Interviews & Lectures

取材・講演

Share

  • 講演実績

Rocling 2022

[Keynote Talk] Speech Synthesis Research 2.0

  • #生成モデル
  • #ディープフェイク検知
  • #音声処理
  • #画像処理

講演者:Junichi Yamagishi
会議名:THE 34TH CONFERENCE ON COMPUTATIONAL LINGUISTICS AND SPEECH PROCESSING (Rocling 2022)
主催者:Association for Computational Linguistics and Chinese Language Processing (ACLCLP)
開催地:台北, 台湾
開催日:2022年11月22日
URL:https://rocling2022.github.io
動画:https://youtu.be/m9tClt2Iaf8?feature=shared

The Yamagishi Laboratory at the National Institute of Informatics researches text-to-speech (TTS) and voice conversion (VC) technologies.
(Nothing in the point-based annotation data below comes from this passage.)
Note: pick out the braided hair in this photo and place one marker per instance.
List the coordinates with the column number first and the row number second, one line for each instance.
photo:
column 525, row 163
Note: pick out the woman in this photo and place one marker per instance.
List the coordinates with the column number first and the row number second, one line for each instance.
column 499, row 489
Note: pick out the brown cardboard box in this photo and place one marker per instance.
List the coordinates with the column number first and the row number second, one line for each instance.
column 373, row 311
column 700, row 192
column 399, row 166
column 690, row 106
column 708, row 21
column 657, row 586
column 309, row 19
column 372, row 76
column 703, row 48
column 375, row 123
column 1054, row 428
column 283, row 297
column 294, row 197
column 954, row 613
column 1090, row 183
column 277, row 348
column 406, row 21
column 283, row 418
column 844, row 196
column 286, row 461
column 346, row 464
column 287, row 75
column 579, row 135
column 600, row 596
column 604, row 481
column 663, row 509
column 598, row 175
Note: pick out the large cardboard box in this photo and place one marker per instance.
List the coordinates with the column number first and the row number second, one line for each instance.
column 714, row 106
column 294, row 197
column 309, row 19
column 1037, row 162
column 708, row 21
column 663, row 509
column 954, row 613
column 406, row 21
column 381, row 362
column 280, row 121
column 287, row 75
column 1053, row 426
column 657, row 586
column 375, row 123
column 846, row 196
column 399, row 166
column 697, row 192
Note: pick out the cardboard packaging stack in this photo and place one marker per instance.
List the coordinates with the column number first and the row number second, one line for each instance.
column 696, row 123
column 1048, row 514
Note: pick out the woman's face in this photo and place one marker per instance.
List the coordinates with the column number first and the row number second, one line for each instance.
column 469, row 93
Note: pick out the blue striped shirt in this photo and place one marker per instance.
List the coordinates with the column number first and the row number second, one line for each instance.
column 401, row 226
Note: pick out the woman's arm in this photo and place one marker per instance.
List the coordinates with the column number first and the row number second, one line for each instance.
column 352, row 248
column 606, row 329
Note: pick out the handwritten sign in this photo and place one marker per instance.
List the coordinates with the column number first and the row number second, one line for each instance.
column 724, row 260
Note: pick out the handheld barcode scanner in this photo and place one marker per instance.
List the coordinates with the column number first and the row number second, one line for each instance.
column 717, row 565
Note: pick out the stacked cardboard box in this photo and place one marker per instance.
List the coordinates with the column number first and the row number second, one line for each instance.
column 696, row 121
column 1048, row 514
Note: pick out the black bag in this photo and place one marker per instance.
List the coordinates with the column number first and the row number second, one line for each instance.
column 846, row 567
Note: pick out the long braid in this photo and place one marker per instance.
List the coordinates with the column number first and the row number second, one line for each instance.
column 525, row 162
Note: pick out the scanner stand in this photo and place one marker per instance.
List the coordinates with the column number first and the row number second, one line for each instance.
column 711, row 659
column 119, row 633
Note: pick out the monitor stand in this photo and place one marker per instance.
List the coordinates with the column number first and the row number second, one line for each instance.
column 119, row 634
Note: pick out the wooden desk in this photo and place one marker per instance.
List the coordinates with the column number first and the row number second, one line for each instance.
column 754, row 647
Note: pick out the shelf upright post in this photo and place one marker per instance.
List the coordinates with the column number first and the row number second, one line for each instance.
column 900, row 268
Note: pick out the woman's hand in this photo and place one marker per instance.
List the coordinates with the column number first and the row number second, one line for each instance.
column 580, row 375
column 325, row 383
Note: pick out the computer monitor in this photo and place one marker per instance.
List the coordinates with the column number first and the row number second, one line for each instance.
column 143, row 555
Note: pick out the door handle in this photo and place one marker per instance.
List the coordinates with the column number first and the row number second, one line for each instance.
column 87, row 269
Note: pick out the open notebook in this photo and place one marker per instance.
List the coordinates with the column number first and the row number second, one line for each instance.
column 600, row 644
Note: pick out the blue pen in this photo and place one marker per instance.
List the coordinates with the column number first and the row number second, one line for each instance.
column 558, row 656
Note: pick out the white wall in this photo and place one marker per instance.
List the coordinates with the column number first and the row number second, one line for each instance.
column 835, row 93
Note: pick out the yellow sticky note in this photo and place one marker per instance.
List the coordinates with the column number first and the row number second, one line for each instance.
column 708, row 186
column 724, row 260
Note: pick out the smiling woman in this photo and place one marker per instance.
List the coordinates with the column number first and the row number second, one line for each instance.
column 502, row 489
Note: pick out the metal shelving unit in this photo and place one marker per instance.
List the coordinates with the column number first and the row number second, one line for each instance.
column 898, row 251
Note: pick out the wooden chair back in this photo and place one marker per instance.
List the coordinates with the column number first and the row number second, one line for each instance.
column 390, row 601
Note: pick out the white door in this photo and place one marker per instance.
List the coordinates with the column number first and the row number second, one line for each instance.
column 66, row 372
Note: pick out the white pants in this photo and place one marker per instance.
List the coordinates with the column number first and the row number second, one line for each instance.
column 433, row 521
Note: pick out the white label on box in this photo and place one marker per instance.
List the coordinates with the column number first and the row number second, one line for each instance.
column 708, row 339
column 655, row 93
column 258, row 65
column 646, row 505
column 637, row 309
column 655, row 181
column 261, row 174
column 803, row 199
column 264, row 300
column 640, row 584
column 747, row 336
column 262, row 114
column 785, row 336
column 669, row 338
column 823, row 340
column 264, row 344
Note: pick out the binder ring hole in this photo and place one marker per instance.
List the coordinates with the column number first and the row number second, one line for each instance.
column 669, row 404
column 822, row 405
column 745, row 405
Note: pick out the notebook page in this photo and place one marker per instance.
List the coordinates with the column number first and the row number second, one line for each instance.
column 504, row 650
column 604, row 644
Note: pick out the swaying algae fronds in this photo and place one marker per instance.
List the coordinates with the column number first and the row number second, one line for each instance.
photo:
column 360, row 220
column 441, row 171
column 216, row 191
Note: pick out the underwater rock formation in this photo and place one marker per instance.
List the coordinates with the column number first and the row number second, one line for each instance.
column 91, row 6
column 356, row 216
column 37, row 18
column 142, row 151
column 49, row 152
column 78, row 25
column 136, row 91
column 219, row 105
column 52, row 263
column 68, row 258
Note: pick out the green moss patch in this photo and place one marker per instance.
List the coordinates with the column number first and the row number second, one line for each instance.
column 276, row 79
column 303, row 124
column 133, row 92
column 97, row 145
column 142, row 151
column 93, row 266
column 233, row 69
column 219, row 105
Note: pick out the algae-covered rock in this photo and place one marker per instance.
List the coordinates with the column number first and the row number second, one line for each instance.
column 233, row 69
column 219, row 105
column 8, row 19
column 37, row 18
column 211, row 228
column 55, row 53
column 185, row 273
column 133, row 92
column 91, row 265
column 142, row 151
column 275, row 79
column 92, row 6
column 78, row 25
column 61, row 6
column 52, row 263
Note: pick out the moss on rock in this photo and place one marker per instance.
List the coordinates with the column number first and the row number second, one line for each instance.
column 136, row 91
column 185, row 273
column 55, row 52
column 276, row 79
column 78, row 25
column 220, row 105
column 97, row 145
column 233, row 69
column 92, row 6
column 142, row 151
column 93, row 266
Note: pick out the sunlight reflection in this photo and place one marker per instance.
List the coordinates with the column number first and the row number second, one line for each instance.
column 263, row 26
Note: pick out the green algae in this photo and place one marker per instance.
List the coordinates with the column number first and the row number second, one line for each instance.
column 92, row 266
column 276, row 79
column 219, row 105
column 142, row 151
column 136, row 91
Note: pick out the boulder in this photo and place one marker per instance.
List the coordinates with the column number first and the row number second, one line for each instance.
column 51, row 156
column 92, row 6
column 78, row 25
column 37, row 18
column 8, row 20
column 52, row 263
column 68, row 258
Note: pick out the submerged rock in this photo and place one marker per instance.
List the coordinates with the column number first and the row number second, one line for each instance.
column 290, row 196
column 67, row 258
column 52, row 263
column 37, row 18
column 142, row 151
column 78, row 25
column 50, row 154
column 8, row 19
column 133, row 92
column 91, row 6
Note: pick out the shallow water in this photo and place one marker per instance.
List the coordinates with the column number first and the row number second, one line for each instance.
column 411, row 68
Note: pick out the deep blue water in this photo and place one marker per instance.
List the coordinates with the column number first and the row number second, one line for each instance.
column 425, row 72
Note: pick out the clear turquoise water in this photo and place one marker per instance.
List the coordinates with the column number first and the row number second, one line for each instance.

Having achieved TTS and VC methods that reproduce human-level naturalness and speaker similarity, we introduce three challenging projects we are currently working on as the next phase of our research.

1) Rakugo speech synthesis [1]
As an example of a challenging application of speech synthesis technology, especially an example of an entertainment application, we have concentrated on rakugo, a traditional Japanese performing art. We have been working on learning and reproducing the skills of a professional comic storyteller using speech synthesis. This project aims to achieve an “AI storyteller” that entertains listeners, entirely different from the conventional speech synthesis task, whose primary purpose is to convey information or answer questions. The main story of rakugo comprises conversations between characters, and various characters appear in the story. These characters are performed by a single rakugo storyteller, who changes their voice appropriately so the listeners can understand and entertain them. To reproduce such characteristics of rakugo voice by machine learning, performance data of rakugo and advanced modeling techniques are required. Therefore, we constructed a corpus of rakugo speech without any noise or audience sounds with the cooperation of an Edo-style rakugo performer and modeled this data using deep learning. In addition, we benchmarked our system by comparing the generated Rakugo speech with performances by Rakugo storytellers of different ranks (“Zenza/前座,” “Futatsume/二つ目,” and “Shinuchi/真打”) through subjective evaluation.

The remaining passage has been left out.